Pourtant, la science politique progressait et déplaçait son centre d'intérêt de la seule étude des institutions politiques vers l'examen du comportement et de la structure d'autorité à tous les niveaux : dans un parti politique, au sein d'un comité ministériel, dans un puissant groupe d'intérêt. En même temps, la rapide croissance des milieux urbains interdisait de ne pas tenir compte de la complexité du problème. La nécessité, une fois de plus, allait susciter des travaux importants : le problème de la banlieue, la faiblesse du vote dans les grandes villes, l'unification des structures municipales dans un ensemble métropolitain, pour ne citer que ces trois questions, furent à l'origine de recherches qui représentent maintenant des étapes majeures dans le progrès de la science politique et même, de la façon la plus large, vers l'élaboration d'une théorie politique générale. On assiste donc depuis quelques années à une véritable explosion dans ce domaine. Floyd Hunter a ouvert la voie en 1953, mais c'est depuis cinq ans surtout que les travaux se sont multipliés, à tel point que ce secteur est aujourd'hui devenu, sans aucun doute, l'un des principaux champs de la science politique. Un peu partout, d'importants projets de recherche sont mis en œuvre aux États-Unis : à Chicago, à New-York, à Saint-Louis, à New-Haven, et chaque trimestre apporte sa moisson d'articles sur la vie politique, entendue cette fois au sens le plus large, des grandes villes.

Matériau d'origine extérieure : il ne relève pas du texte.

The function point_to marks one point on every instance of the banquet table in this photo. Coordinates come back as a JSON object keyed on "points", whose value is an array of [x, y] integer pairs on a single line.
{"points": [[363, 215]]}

Comment, par rapport à cette évolution, se situe l'étude politique de Montréal ? La première impression, et elle s'avère malheureusement trop juste, indique que le retard est ici considérable. L'importante bibliographie publiée en 1961 sur les « Matériaux pour une sociologie politique du Canada français » ne mentionne qu'une étude proprement académique sur le Montréal politique. Pourtant, dans certains secteurs, divers travaux ont été entrepris et menés à bonne fin. Il y a donc lieu d'établir le bilan de la recherche réalisée jusqu'ici pour mieux faire ressortir tout ce qui a été laissé de côté. Après avoir identifié les tâches à entreprendre, nous serons amenés à proposer, en nous appuyant sur l'importante contribution américaine, les éléments d'un plan général de recherches sur la vie politique montréalaise.